Build a RAG Code Assistant

A simple guide to combining Ollama, ChromaDB, and Docker for intelligent code search.

What Does This Application Do?

This demo application creates an AI-powered code search assistant that can understand and answer questions about your codebase. Instead of searching for exact text matches, it understands the meaning of your questions.

Example Interaction:

You ask: "What S3 bucket is defined in this project?"

The app: Searches through all your Terraform, Python, YAML files → Finds relevant code snippets → Uses an LLM to generate a human-readable answer

The application has two modes: Indexing (process and store your code) and Querying (ask questions and get answers).

1. What is RAG?

RAG (Retrieval-Augmented Generation) enhances LLMs by giving them access to your data.
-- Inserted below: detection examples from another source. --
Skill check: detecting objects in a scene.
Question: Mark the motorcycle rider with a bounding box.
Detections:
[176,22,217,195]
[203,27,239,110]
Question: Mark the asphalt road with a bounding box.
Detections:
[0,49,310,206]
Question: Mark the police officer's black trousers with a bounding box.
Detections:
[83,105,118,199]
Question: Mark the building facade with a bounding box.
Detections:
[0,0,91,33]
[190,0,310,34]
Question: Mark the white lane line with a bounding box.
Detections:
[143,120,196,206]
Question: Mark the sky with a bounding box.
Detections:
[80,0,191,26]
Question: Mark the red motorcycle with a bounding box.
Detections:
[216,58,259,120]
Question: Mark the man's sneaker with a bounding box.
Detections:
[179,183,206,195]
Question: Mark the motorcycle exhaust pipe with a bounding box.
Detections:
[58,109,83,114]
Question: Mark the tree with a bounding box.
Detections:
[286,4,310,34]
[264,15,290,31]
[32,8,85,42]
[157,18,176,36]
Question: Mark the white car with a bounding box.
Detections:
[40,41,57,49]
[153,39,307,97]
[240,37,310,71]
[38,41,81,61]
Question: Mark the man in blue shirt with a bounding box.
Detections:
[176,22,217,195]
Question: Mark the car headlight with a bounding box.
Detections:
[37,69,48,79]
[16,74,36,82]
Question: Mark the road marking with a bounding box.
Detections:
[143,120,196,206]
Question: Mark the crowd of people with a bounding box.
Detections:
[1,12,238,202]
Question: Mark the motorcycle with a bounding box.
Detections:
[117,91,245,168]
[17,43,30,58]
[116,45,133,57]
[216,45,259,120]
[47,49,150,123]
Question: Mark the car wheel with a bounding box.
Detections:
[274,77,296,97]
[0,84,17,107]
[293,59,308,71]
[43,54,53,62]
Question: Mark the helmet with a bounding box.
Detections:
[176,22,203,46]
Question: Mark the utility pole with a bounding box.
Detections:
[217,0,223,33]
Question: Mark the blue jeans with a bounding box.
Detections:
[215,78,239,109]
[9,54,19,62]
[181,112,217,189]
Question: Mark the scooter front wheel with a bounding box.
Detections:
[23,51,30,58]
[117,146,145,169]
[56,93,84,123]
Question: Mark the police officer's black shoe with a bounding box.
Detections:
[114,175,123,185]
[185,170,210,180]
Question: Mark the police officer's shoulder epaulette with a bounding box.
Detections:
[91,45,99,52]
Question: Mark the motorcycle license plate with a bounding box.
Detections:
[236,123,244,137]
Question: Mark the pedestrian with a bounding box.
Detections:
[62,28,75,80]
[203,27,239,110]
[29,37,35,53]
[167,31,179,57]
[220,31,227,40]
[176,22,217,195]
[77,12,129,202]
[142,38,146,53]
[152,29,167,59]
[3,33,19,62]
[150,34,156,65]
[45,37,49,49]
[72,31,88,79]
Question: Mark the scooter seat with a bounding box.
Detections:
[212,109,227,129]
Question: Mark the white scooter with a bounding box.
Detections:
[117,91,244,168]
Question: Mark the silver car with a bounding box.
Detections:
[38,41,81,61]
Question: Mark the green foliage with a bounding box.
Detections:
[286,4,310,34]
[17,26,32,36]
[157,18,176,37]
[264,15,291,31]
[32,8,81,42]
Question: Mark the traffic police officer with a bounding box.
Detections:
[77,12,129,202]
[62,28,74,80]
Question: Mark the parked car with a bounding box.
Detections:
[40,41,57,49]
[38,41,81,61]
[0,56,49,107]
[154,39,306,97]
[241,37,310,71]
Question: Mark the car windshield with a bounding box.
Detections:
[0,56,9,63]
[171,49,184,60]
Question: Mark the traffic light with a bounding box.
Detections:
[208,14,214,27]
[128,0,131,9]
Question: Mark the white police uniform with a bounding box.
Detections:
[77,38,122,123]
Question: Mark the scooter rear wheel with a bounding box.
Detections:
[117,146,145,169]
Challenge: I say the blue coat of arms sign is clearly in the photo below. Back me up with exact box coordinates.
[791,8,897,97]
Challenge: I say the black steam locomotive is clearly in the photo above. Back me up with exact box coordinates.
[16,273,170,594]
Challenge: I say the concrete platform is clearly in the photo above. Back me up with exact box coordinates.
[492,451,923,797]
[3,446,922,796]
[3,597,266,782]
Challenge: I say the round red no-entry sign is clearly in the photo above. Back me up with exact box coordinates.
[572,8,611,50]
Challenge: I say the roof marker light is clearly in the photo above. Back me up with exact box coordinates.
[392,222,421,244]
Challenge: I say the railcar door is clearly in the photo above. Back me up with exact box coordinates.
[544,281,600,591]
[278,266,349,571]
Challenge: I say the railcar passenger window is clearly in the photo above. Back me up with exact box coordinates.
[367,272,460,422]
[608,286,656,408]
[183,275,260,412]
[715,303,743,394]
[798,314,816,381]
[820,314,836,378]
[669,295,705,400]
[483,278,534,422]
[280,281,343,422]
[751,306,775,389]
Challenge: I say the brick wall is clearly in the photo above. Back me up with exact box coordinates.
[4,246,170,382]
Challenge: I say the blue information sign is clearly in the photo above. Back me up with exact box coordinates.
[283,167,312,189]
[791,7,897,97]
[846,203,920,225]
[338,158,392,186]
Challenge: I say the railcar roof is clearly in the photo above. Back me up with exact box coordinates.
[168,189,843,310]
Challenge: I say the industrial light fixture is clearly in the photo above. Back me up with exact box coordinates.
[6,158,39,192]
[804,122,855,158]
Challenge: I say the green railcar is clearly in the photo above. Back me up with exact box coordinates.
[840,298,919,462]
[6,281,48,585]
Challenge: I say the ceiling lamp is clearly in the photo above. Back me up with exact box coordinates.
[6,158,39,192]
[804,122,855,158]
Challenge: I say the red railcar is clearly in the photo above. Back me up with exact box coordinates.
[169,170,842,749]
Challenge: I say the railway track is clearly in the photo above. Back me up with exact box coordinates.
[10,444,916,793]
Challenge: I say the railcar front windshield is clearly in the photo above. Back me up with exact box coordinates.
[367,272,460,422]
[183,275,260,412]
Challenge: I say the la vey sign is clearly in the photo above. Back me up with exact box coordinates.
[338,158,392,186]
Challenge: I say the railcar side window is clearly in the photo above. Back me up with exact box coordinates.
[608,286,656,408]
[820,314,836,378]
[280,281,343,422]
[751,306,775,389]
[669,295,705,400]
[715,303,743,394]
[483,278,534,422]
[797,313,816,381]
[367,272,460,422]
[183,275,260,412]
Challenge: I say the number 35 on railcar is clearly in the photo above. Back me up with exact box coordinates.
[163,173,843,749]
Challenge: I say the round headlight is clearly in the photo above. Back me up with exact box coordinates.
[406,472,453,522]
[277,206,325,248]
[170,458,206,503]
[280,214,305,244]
The process:

Retrieve — Find relevant code chunks from your codebase
Augment — Add that context to your question
Generate — LLM answers using the context

Why RAG? LLMs like GPT or Mistral are trained on public data — they don't know about YOUR specific codebase, internal APIs, or project structure. RAG bridges this gap.

The RAG Pipeline in This App:

📁 Your Code → ✂️ Chunking → 🦙 Ollama Embed → 🗄️ ChromaDB → 🔍 Query → 🦙 Ollama LLM → 💬 Answer

2. Understanding Ollama

🦙 What is Ollama?

Ollama is an open-source tool that lets you run Large Language Models locally on your own machine. Think of it as "Docker for LLMs" — it handles downloading, running, and serving AI models through a simple API.

Key Benefits

• Runs 100% locally (no cloud costs)
• Privacy — your code never leaves your machine
• Simple REST API on port 11434
• Easy model management

How It Works

• Downloads models on first use
• Serves models via HTTP API
• Handles GPU/CPU optimization
• Manages model memory

Two Roles in This App

1. Embedding Model: nomic-embed-text

Converts text into numerical vectors (embeddings). These vectors capture the semantic meaning of code, so similar code produces similar vectors.

"def calculate_sum()" → [0.12, -0.45, 0.78, ...] (768 dimensions)

2. Generation Model: mistral

A 7B parameter LLM that reads the retrieved code context and generates human-readable answers. It's the "brain" that synthesizes information.

Context + Question → "The S3 bucket 'my-app-data' is defined in main.tf..."

Ollama API Examples

# Generate embeddings
curl http://localhost:11434/api/embeddings -d '{
  "model": "nomic-embed-text",
  "prompt": "def hello_world():"
}'

# Generate text
curl http://localhost:11434/api/generate -d '{
  "model": "mistral",
  "prompt": "Explain this code: def hello():"
}'

The Python ollama library wraps these API calls into simple function calls.

3. Understanding ChromaDB

🗄️ What is ChromaDB?

ChromaDB is an open-source vector database designed specifically for AI applications. Unlike traditional databases that search by exact matches, ChromaDB finds data by similarity.

Traditional DB: "Find rows where name = 'John'"
Vector DB: "Find items most similar to this vector [0.1, 0.5, ...]"

What It Stores

• Embeddings — The vector numbers
• Documents — Original text (code)
• Metadata — Source file, type, etc.
• IDs — Unique identifiers

Key Features

• Fast similarity search
• Persistent storage option
• HTTP API (client/server mode)
• Metadata filtering

How Similarity Search Works

When you query "What S3 bucket is defined?", ChromaDB:

1
Converts your question to a vector
"What S3 bucket..." → [0.23, -0.11, 0.89, ...]
2
Calculates distance to all stored vectors
Uses cosine similarity or Euclidean distance
3
Returns the N closest matches
In this app, we retrieve the top 3 most similar code chunks

ChromaDB in This App

# Connect to ChromaDB server
client = chromadb.HttpClient(host="chromadb", port=8000)

# Create or get a collection (like a table)
collection = client.get_or_create_collection(name="multi_lang_codebase")

# Add data
collection.add(
    ids=["file1_chunk_0"],           # Unique ID
    embeddings=[[0.1, 0.2, ...]],    # Vector from Ollama
    documents=["def hello():..."],   # Original code
    metadatas=[{"source": "app.py"}] # Extra info
)

# Query for similar items
results = collection.query(
    query_embeddings=[[0.15, 0.25, ...]],  # Question vector
    n_results=3                             # Return top 3
)

4. Python Libraries Explained

The requirements.txt contains five packages. Here's what each does:

chromadb
ollama
requests
httpx
httpcore

`chromadb`

The official Python client for ChromaDB. Provides a high-level API to interact with the vector database.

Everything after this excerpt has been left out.